Alain Resnais déclara « Si on avait voulu faire un film sur
l'Espagne, il aurait mieux valu faire un documentaire ou lancer
une campagne de presse. Je veux dire que si le vrai but était
là, se réfugier derrière une fiction serait une lâcheté. Ce qui
ne signifie pas que la fiction n'ait pas un rôle à jouer. Quand
on voit la fureur que ce film a provoqué auprès du ministère de
l'intérieur espagnol (qui a exigé que le film soit retiré de la
compétition du Festival de Cannes 1966), j'avoue que je suis
surpris.
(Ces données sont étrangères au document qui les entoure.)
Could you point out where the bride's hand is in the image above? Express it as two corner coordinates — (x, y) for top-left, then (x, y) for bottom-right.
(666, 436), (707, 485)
Ils auraient normalement dû le laisser passer. »
Fiche technique :
Titre : La Guerre est Finie
Réalisation : Alain Resnais
Scénario et dialogues : Jorge Semprún
Photo : Sacha Vierny
Décors : Jacques Saulnier
Musique : Giovanni Fusco
Montage : Eric Pluet
Durée : 121 minutes
Genre : Drame
Noir et Blanc
Sortie en salles en France : 11 avril 1966
Première sortie mondiale : 1966
Distribution :
Yves Montand : Diego Mora
Ingrid Thulin : Marianne
Geneviève Bujold : Nadine Sallanches
Jean Bouise : Ramon
Paul Crauchet : Roberto
Dominique Rozan : Jude
Anouk Ferjac : Marie Jude
Bernard Fresson : André Sarlat
Yvette Etiévant : Yvette
Michel Piccoli : inspecteur des douanes
Jean Dasté : responsable
Gérard Séty : Bill
Jacques Rispal: Manolo
Annie Fargue: Agnès
Catherine De Seyne : Jeanine
José-Maria Flotats: Miguel
Jean-François Rémi : Juan
Roland Monod: Antoine
Marcel Cuvelier : inspecteur Chardin
Gérard Lartigau : chef du groupe AR
Marie Mergey : Mme Lopez
Françoise Bertin : Carmen
Laurence Badie : Bernadette Pluvier
Antoine Bourseiller: homme du wagon-restaurant
Claire Duhamel : femme du wagon-restaurant
Martine Vatel : étudiante
Antoine Vitez: employé Air France
Jacques Wallet : CRS
Pierre Decazes : employé SNCF
Pierre Leproux: homme en blouse blanche
R.J. Chauffard: ivrogne (sous le nom de "R.J. Chauffar")
Jean Bolo : agent de police
Pierre Barbaud : client du café
John Larroquette : étudiant
Roger Pelletier : inspecteur des douanes
Jacques Rolnard : Pierrot
Fylgia Zadig : hôte réunion clandestine
Sissi Kaisser : militante espagnole
Laure Paillette: vieille dame dans l'escalier.
Jorge Semprun : voix (non crédité)
Lyne Chardonnet : jolie fille blonde (non créditée)
Jean-Pierre Kerien : Chardin
Récompenses :
Il obtient le prix Louis-Delluc en 1966, le prix Luis-Buñuel
des journalistes espagnols (Cannes 1966), le prix de la FIPRESCI, un
prix au Festival de Karlovy Vary (1966), le prix du meilleur
film étranger 1968 des critiques de New York.